Research Overview Tracks Agenda

Wasm Query Operators

Status: Prototype Last updated: 2026-05-09

Goal: Define a stable ABI for columnar batches and a portable plan artifact so SkeinDB can compile query operators to WebAssembly.

This document defines the v1 ABI and the initial plan subset used by wasm.plan.*.


1) Scope (v1)

Supported operator subset: - scan (single base table) - filter (WHERE predicate) - project (SELECT expressions)

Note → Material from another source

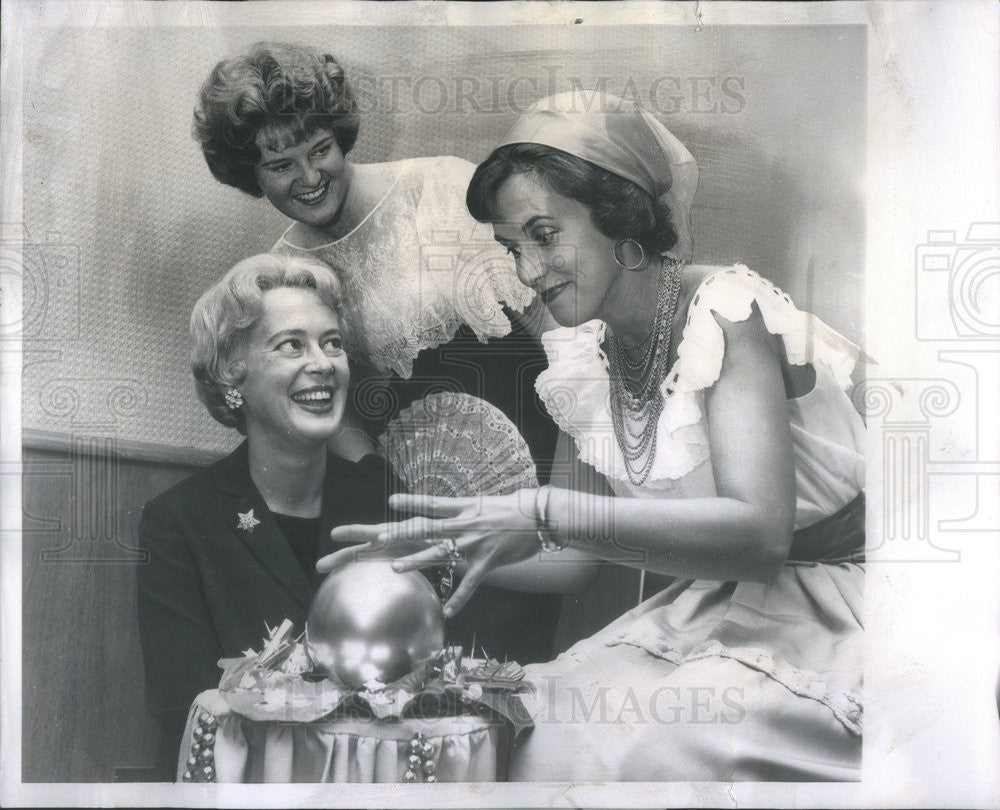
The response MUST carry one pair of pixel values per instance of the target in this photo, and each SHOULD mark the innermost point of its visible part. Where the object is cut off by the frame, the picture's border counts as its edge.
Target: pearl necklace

Unsupported in v1: - joins, aggregates, group_by/having - order_by, limit, distinct - subqueries, case/cast expressions


2) Columnar batch ABI (skein.wasm.batch.v1)

2.1 Layout overview

Batches are encoded as a single byte buffer in little-endian order. All offsets are relative to the start of the buffer.

struct BatchHeaderV1 {
  u32 magic;         // 'S','K','B','1'
  u16 version;       // 1
  u16 flags;         // reserved
  u32 row_count;
  u32 column_count;
  u32 columns_offset; // start of ColumnMeta array
}

struct ColumnMetaV1 {
  u32 type_tag;      // see 2.2
  u32 data_offset;   // start of column data
  u32 data_len;      // bytes
  u32 nulls_offset;  // 0 if no null bitmap
  u32 nulls_len;     // bytes
  u32 aux_offset;    // for varlen (offsets) or 0
  u32 aux_len;
}

2.2 Type tags

Type tags align with SkeinQL literal kinds: - 1: bool (1 byte per row) - 2: i64 (8 bytes) - 3: u64 (8 bytes) - 4: f64 (8 bytes) - 5: str (varlen, UTF-8) - 6: bytes (varlen)

2.3 Null bitmap

If nulls_offset is non-zero, it points to a bitmap with 1 bit per row. Bit=1 indicates a non-null value, bit=0 indicates NULL. If omitted, all values are non-null.

2.4 Varlen encoding

For str and bytes columns: - aux_offset points to a u32 offsets array of length row_count + 1. - data_offset points to the concatenated payload bytes. - The i-th value spans data[offs[i]..offs[i+1]].


3) Operator ABI (v1)

Operators are pure batch-to-batch transforms. The module exports:

// Returns (ptr << 32) | len, like skein UDFs.
export fn skein_plan_eval(ptr: u32, len: u32) -> u64

Rules: - The host writes the input batch into module memory at (ptr,len). - The function returns a packed (ptr,len) for the output batch. - Returning len=0 indicates end-of-stream.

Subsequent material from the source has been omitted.